Liverpool: Focolare celebrate 50 years in Britain
On Saturday, 26 October, Liverpool Hope University welcomed a 400-strong gathering to mark the 50th anniversary of the Focolare Movement’s arrival in Britain in November 1963. Liverpool was the Focolare’s first centre and from there spread to other parts of the country. It was a very different ecumenical context that welcomed the first group to a city which had known its share of sectarian differences. Three local Anglican clergy were instrumental in the Focolare’s arrival alongside Canon Bernard Pawley, the Anglican Observer at the Second Vatican Council.
It was Canon Pawley who suggested to the Dean of the Anglican Cathedral in Liverpool that he invite Focolare founder, Chiara Lubich, to speak in the Cathedral to a group of Anglican Clergy. At the same time he also mentioned the idea to Pope Paul VI in a private audience and gained papal approval for this event which took place in November 1965.
Revd Dr Kirsty Thorpe, recent Moderator of the United Reformed Church, reminded those present, ‘It is easy for us, 50 years later and living in such a different climate for inter-church relations, to underestimate just how radically unusual this event was. For a woman to address a gathering of men was relatively rare in those days, wherever it happened ... and in early 1960s, clergy were not known to sit and listen to a lay person as a main speaker ...’.

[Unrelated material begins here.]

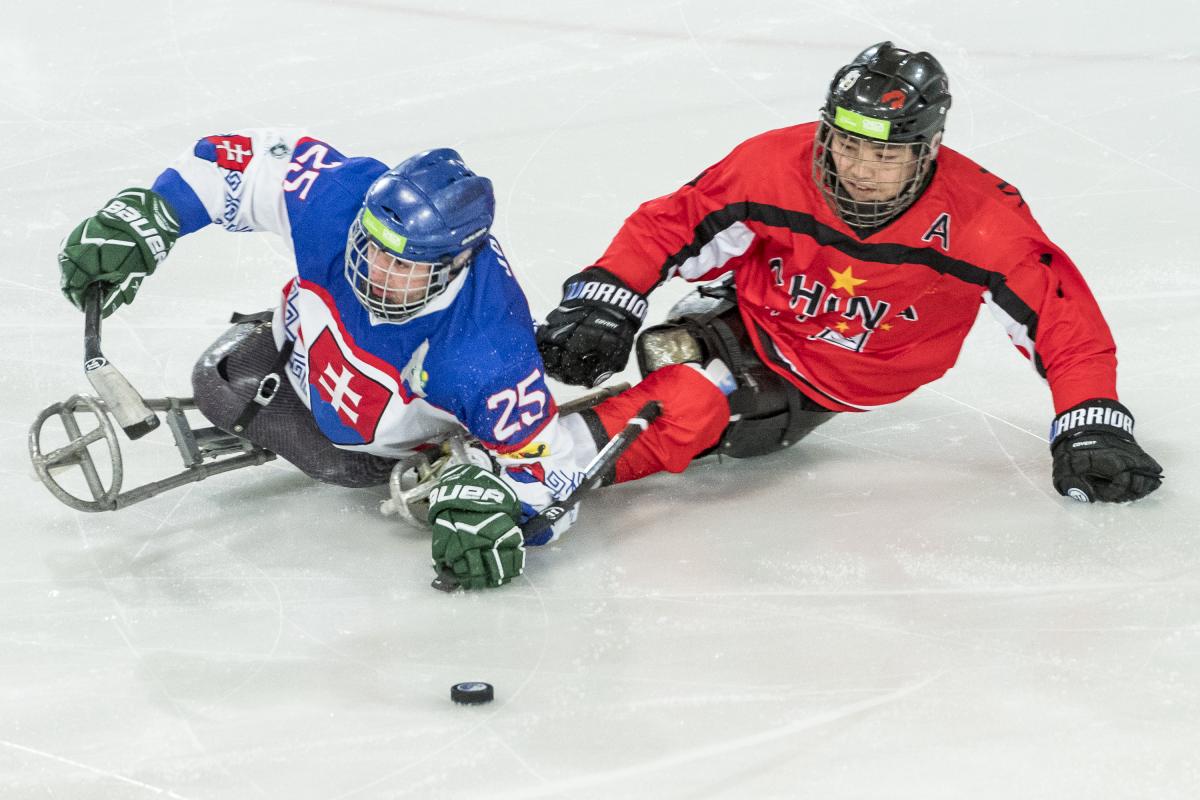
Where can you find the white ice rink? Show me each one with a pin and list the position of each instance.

In her diary for that day, 17 November, Chiara Lubich remarked on the poignancy of the name, Hope Street, which connects the Anglican Cathedral to the Catholic Cathedral (still under construction at that time) and expressed a heartfelt prayer that, with faith, the ‘mountains’ of lack of understanding between the churches might be moved (cf Mt 17:20).

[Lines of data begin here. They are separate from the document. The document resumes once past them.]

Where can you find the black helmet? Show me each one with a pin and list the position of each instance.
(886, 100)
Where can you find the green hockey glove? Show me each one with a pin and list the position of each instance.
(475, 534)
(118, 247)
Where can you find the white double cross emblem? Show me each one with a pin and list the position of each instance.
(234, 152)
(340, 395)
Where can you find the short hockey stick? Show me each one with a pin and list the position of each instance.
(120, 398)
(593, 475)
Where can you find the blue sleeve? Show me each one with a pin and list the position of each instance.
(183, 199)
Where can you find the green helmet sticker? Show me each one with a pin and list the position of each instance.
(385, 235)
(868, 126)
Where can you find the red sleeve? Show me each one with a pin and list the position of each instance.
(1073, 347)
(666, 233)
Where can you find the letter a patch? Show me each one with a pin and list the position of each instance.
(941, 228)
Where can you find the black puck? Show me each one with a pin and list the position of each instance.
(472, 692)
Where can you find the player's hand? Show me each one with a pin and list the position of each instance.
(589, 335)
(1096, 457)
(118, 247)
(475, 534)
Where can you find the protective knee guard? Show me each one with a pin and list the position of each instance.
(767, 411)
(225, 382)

Today too, the word ‘hope’ continues to link Focolare very much to Liverpool.
In his keynote address to Saturday’s gathering, Professor Gerard Pillay, Vice-Chancellor of Liverpool Hope University, reminded those present that the last honorary doctorate Chiara Lubich received, just two months before she died in March 2008, was from Liverpool Hope in recognition for her work of dialogue in ecumenism, in interfaith and with contemporary culture.
Professor Pillay paid tribute to her work describing Focolare as ‘not institutionally focused, not empire building but part of the spreading out goodness all over the world ... Chiara Lubich, from the very beginning was outward looking.’ He recalled the words of the Ecumenical Patriarch Bartholomew who said on her death, ‘there are some people whose life touches lives so universally that upon their passing away they remain an indelible inspiration of grace. One such life, a life worth living and well worth remembering is that of Chiara Lubich’.
Professor Pillay went on to outline the strong bonds between the University and Focolare’s charism saying, ‘We at this university are drawn to a charism of seeking unity because of our ecumenical commitment. Liverpool Hope University is the only ecumenical Foundation in Europe which has brought together Christians from both divides, not achieved since the sixteen century. It is a peculiar Liverpool achievement for which we are all grateful ... Ecumenism is not just the bringing of different peoples together ... Ecumenism is seeking the common Christian purpose, the common ecclesial mind. And in seeking this unity we transcend the values we represent. True ecumenism is not equal space for everybody. True ecumenism is where the unity is greater than the sum of all the individual denominational parts. That’s the lesson we have to constantly learn.
Chiara Lubich believed that dialogue (which for the university is rational discourse and living in peace) is the privileged way to promote the unity of the Church among religions and non religious people, without syncretism. It is not just a muddling together of everything for something palatable. It is the openness to all people while being faithful to one’s own identity. That is the deep wisdom of Chiara Lubich’s vision.’